The 10th-percentile wage — what new court reporters and simultaneous captioners typically earn — is $49K/year. Take-home on that works out to about $2,951/month. At HUD’s $1,353/month FMR, rent would take 46% of that take-home — above the 30% guideline, so a 1-bedroom or shared housing is likely necessary starting out.
Is court reporters and simultaneous captioner a high-paying job in Cincinnati?
Local pay is 18% above the national median — $86K here vs. $72K nationally.
How does Cincinnati compare to the national average for court reporters and simultaneous captioners?
Cincinnati pays $86K median vs. the U.S. average of $72K — that’s +18%. After adjusting for local cost of living (RPP 95.37), the purchasing-power equivalent is $90K — still ahead of the national median.
How much do court reporters and simultaneous captioners make in Cincinnati, OH-KY-IN?
The median is $85,690 a year, that works out to about $41 an hour.
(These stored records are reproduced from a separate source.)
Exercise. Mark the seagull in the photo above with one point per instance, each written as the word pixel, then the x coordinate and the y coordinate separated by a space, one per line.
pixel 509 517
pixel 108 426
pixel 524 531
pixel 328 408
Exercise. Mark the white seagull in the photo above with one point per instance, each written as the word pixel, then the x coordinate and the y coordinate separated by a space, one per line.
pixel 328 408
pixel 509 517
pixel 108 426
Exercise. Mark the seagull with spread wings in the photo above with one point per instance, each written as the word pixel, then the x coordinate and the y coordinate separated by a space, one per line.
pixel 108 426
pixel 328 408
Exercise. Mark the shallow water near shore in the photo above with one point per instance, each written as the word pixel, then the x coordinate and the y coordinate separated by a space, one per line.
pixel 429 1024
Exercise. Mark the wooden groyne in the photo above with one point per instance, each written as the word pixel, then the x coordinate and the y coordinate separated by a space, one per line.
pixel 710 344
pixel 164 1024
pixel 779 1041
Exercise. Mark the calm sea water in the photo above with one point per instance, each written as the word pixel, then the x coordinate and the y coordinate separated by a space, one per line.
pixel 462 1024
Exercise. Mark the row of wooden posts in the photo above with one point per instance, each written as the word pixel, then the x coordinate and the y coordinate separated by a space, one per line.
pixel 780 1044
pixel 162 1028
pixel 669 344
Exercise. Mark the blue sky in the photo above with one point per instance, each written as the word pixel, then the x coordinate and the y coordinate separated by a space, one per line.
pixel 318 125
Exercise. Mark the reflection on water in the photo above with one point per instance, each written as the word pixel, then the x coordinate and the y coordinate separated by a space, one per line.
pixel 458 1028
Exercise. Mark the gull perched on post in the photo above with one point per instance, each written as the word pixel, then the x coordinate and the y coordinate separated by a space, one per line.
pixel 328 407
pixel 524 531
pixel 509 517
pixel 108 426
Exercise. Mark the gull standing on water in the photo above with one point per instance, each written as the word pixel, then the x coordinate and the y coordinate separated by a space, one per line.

But the range is wide: entry-level workers start around $49,190, and experienced court reporters and simultaneous captioners can clear $102,240. These are BLS numbers, based on employer-reported data, not self-reported surveys.
Is $86K enough to live in Cincinnati?
On that salary, you'd take home roughly $5,583/month after taxes. A 2-bedroom here rents for about $1,353/month, which eats 24.2% of your paycheck. That's under the 30% guideline most financial planners use, so the numbers work.
How far does a court reporters and simultaneous captioners salary go in Cincinnati?
Cincinnati has a Regional Price Parity of 95.37 (100 is the national average). That's below average, your money stretches further here than the raw salary number suggests. After cost-of-living adjustment, the median court reporters and simultaneous captioners salary is worth about $89,850 in national-average purchasing power.
Where do court reporters and simultaneous captioners get paid the most?
The table above ranks every state by median pay for this role. Keep in mind that the highest-paying states tend to have the highest costs of living, so the top salary doesn't always mean the most money in your pocket.